Remains of the Day is my favorite of his books, but I would still rather read one of his worst than one of those formulaic romances my fellow book fair helper was so fond of. The library in our town is full of those books, so obviously they are popular. I would not mind that in the least, but when one of my kids recently wanted to check out R. L. Stevenson's Treasure Island, they did not have it. And this is Scotland!

I think you said the same thing happened when you tried to find Steinback in your library, so I know that it isn't only a problem here, but it is still frustrating.

Sue Millard said...

At least your lady did read something. People are odd - so many will assume that if you are a writer you make loads of money, yet they'll happily not buy your book or they'll even say they never buy books. Something wrong there ...

Mary Witzl said...

Sue -- Well, the coffers of Danielle Steel, Jilly Cooper, and Catherine Cookson (or those of their estates, if they are no longer with us) will do very well from my book fair friend.
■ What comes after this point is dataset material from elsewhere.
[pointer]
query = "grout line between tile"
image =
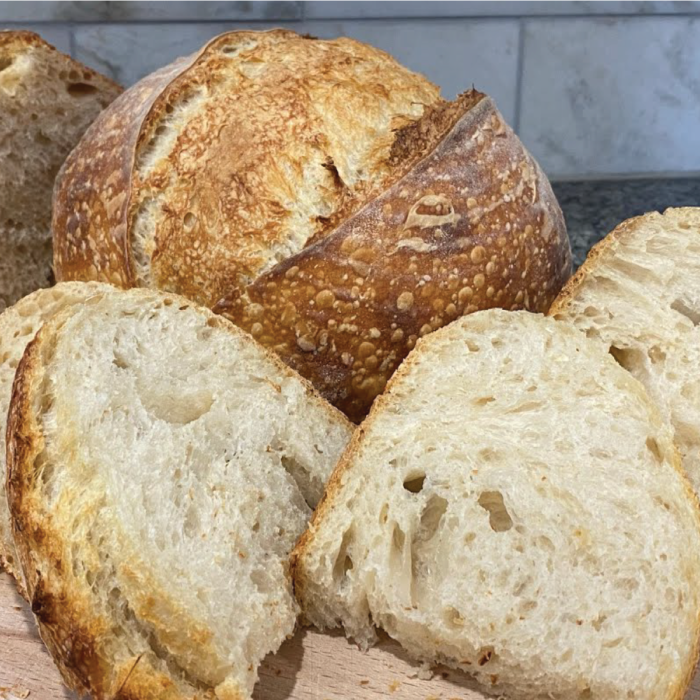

I'm really not that bad a book snob. I read all sorts of trash sometimes, when I can't get anything else -- or sometimes when I just feel like reading it. And it wasn't her ignorance of Kazuo Ishiguro that bugged me: it was the fact that she didn't WANT to know about his books because he was 'foreign.' Brrrrr!

Sue Millard said...

Well, having not read any of Ishiguro's work I went off and bought "The Remains of the Day". So you have made a useful contribution, Mary! Thank you!

I can see why you like him; it's a very cleverly written work and Mr Stevens speaks in an even longer, and more roundabout way than you like to use yourself. Fascinating example of seeing someone through others' eyes, yet through one character's writing.

(Of course, the cause of poor Mr Stevens' problems is very evident in the fact that he never once mentions his mother.)

Mary Witzl said...

I wondered about his mother too. You get the feeling that she was either not much of a feature or she died early. I'd like to think that if she'd lived, she would have set Stevens straight, but who knows?

One of the reasons I love this book so much is because I can see the obvious comparison between a butler who devotes his life to an employer and offers him absolute allegiance and the loyal followers of an emperor who are taught not to think critically but to blindly follow. Plus, Ishiguro's writing is so beautiful, and he describes his characters with such loving tenderness that it is just heartbreaking. And you could not find a better, more fitting title.

Yes: given my own fondness for long, drawn out descriptions and circuitous prose, no wonder I love this writing. But reading Remains of the Day, I was never even remotely bored.

Phil said...

Nothing wrong in knowing what you like and don't like, Mary. I can't get on with most trashy stuff - but I am partial to the odd Steve King - does that count as trash. I like Ishiguro but think The Remains of the Day is much better than the others I've read.

As far as buying books goes - it's my one luxury. I avoid the library as I have a pathological desire to own most of what I read. I've been known to read a library book and then go out and buy it!


Mary Witzl said...

Good for you, Phil. I've done the same thing myself: I've liked a book that I've borrowed so well that I've gone out and bought my own copy. We used to do this much more than we do now; our bookshelves are full and we're beginning to stack books on the floor.

I agree about Remains of the Day: I think that's Ishiguro's finest novel. And I would never classify Stephen King as a writer of junk: his characters and his plots are complex and interesting.